In reality any change to payment times would only happen over several years and is likely, at least initially, to affect only UK public sector workload. It is possible, too, that contractors’ own clients might improve their speed of payment, offsetting the cash lost to their suppliers.
A more detailed analysis of four contractors in Liberum’s note, factoring in the proportion of public sector work undertaken by contractors, estimated that Balfour Beatty was likely to see an outflow of £125m, Kier of £120m, Morgan Sindall of £50m and Interserve of £30m (a calculation made before it fell into administration but still relevant as it continues to trade). Liberum’s conclusion is that all these firms can afford these outflows “apart from possibly Interserve”.
However, not all businesses of all sizes would necessarily be able to afford this hit. Building Value’s Tony Williams, says: “This analysis shows that if payment terms move dramatically, then one way or another this does have very big cash impacts for businesses. Good solid businesses are already going bust every week because they’re not being advanced money by their banks. This is a real red flag.”
Cenkos’ Cammack is not so bearish but admits any move could be “potentially pretty painful to the balance sheet” if it “had to be done in a limited time”. “My view is the government will look for staged reductions; it’s incumbent upon them to give notice so people can adjust,” he says.
SEC Group’s Klein cautions against advancing too much sympathy to embattled contractors, given specialists’ vulnerability to late payment. “Main contractors will say they need their supply chain’s cash as part of their business model,” he says. “Well actually, they’ve had it pretty good for a long time and it needs to change.”
Balfour Beatty and Kier both claim that things are already changing, with a spokesperson for Balfour Beatty saying the firm was “totally committed to fair payment” and was already taking steps to improve its performance. A Kier spokesperson said in a statement that the firm was “committed to significantly reducing our current payment days as we respond to the changes in public sector procurement”.
And there are potential upsides for contractors to moving to a new way of doing business. Paying suppliers earlier reduces your liabilities, which makes your working capital position look healthier, while simultaneously reducing the chances of one of your suppliers failing. And it is likely that margins would need to increase to compensate for the loss of cash – with Liberum’s analysis suggesting they could even double.
Klein says: “If this change is going to be realistic, it’s quite possible margins will go up. However, by changing the way procurement is done, there are other huge savings to be found.” Liberum’s Brent says a higher margin, working-capital-neutral model for contractors will, ultimately “make the sector more investable”.
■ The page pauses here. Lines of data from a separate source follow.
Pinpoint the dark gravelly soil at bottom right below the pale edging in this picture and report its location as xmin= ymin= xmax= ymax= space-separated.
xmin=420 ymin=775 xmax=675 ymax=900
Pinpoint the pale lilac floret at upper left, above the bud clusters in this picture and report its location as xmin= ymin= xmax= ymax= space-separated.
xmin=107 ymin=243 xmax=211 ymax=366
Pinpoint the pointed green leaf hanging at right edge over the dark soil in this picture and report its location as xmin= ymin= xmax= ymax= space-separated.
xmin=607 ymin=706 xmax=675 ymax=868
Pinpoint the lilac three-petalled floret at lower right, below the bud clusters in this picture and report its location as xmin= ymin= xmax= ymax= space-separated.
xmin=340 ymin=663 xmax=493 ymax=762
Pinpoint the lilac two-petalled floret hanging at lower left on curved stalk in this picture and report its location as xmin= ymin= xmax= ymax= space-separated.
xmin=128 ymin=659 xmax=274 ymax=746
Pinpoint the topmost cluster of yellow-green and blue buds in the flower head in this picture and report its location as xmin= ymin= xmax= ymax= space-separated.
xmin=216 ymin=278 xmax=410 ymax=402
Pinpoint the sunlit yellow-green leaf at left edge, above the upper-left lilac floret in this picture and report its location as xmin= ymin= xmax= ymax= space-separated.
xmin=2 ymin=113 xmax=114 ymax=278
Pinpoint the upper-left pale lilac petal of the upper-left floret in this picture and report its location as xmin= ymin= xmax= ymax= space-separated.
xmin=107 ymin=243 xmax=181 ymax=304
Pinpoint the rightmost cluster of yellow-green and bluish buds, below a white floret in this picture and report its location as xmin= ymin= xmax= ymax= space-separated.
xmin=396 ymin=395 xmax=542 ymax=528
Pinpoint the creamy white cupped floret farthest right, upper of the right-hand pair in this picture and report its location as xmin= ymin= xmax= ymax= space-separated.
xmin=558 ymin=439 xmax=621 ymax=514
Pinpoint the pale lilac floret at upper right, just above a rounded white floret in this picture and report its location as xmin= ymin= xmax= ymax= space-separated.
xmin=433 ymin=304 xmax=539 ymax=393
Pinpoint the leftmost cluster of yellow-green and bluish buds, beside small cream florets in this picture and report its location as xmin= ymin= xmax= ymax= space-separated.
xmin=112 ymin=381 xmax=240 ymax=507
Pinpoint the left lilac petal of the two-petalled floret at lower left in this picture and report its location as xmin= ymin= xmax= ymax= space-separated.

Morgan Sindall Group’s Morgan says: “There’s a huge debate since Carillion about whether the contracting model is broken. It isn’t. It just doesn’t work when companies have got average daily debt.” Clearly, while it is too late for Interserve, many in the industry would welcome the arrival of the sunlit uplands of higher margins and stronger balance sheets. However, those with long payment times and immediate concerns over cash may struggle to negotiate how to get there.